Showing posts with label Game AI. Show all posts
Showing posts with label Game AI. Show all posts

Sunday, October 20, 2024

Teaching an AI to Play Tic-Tac-Toe Using Reinforcement Learning

Reinforcement learning (RL) is an exciting branch of machine learning where an agent learns to make decisions by interacting with an environment. Unlike traditional supervised learning, the agent in RL is not explicitly told what action to take; instead, it explores, receives feedback, and improves over time based on rewards.

In this blog, we will explore how reinforcement learning works by building a simple Tic-Tac-Toe game environment and training an AI agent to play the game using a popular RL algorithm called **Q-Learning**.

### What is Reinforcement Learning?

At its core, reinforcement learning involves an agent that takes actions in an environment. The environment responds with a new state and a reward, and the agent's goal is to maximize the total reward it receives over time. This framework can be applied to many problems like robotics, gaming, and decision-making systems.

Here's a brief breakdown of the key components in RL:
- **Agent**: The learner or decision-maker (our AI player in this case).
- **Environment**: Where the agent acts (the Tic-Tac-Toe board).
- **Actions**: The possible moves the agent can take (placing 'X' or 'O' on the board).
- **State**: A representation of the current situation in the environment (the current board configuration).
- **Reward**: Feedback from the environment after each action (positive for winning, negative for losing).

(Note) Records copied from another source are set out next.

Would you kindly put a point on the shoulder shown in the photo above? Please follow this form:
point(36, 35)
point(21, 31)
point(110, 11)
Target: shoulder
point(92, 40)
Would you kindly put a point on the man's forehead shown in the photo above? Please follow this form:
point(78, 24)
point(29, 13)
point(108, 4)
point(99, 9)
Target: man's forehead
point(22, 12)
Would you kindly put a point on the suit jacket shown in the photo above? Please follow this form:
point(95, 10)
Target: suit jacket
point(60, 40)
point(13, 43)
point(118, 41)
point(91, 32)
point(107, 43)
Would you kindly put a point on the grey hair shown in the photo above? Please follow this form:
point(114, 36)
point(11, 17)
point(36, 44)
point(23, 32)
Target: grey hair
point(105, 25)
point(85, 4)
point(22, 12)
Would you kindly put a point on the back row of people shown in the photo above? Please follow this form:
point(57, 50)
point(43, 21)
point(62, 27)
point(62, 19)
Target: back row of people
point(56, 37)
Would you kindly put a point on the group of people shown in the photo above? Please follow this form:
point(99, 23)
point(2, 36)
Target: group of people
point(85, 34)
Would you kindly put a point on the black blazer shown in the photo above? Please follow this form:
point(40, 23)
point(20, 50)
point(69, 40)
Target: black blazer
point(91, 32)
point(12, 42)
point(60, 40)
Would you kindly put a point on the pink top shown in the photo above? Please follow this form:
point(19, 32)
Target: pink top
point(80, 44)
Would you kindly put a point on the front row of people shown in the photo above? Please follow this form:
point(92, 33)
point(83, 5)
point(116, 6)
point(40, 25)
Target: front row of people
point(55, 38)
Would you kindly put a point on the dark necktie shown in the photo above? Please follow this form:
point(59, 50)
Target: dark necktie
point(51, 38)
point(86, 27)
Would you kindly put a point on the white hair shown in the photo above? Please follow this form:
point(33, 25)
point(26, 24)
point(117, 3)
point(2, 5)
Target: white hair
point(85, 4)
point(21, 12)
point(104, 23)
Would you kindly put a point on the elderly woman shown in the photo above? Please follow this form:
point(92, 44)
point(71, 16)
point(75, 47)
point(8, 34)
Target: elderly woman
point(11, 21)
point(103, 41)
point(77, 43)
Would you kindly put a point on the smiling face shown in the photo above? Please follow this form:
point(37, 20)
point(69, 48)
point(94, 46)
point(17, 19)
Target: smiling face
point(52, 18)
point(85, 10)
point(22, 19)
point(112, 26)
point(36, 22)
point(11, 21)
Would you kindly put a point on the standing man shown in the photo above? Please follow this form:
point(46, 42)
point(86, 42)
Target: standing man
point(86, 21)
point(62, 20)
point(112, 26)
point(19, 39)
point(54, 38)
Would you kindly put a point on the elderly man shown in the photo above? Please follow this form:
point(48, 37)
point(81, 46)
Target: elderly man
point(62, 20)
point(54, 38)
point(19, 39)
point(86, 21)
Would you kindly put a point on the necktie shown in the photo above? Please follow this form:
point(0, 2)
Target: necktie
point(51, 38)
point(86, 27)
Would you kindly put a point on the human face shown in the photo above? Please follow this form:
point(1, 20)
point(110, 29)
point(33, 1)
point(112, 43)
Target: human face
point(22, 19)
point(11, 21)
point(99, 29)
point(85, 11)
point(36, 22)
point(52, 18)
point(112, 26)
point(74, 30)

Now, let's dive into how we can train an AI agent to play Tic-Tac-Toe using these principles.

### Step 1: The Tic-Tac-Toe Environment

We first create the Tic-Tac-Toe game environment. This environment will be responsible for:
1. Managing the game board (a 3x3 grid).
2. Letting two players (Player 1 and Player 2) take turns making their moves.
3. Determining when a player wins or the game ends in a draw.

In the environment class, the `step()` method takes an action (the position where the player wants to place their marker) and returns:
- The new state of the board.
- A reward: +1 for winning, 0 for a draw, and -1 for an invalid move.
- Whether the game is finished or not.

We also have a `render()` method to visualize the board and a `reset()` method to reset the board for a new game.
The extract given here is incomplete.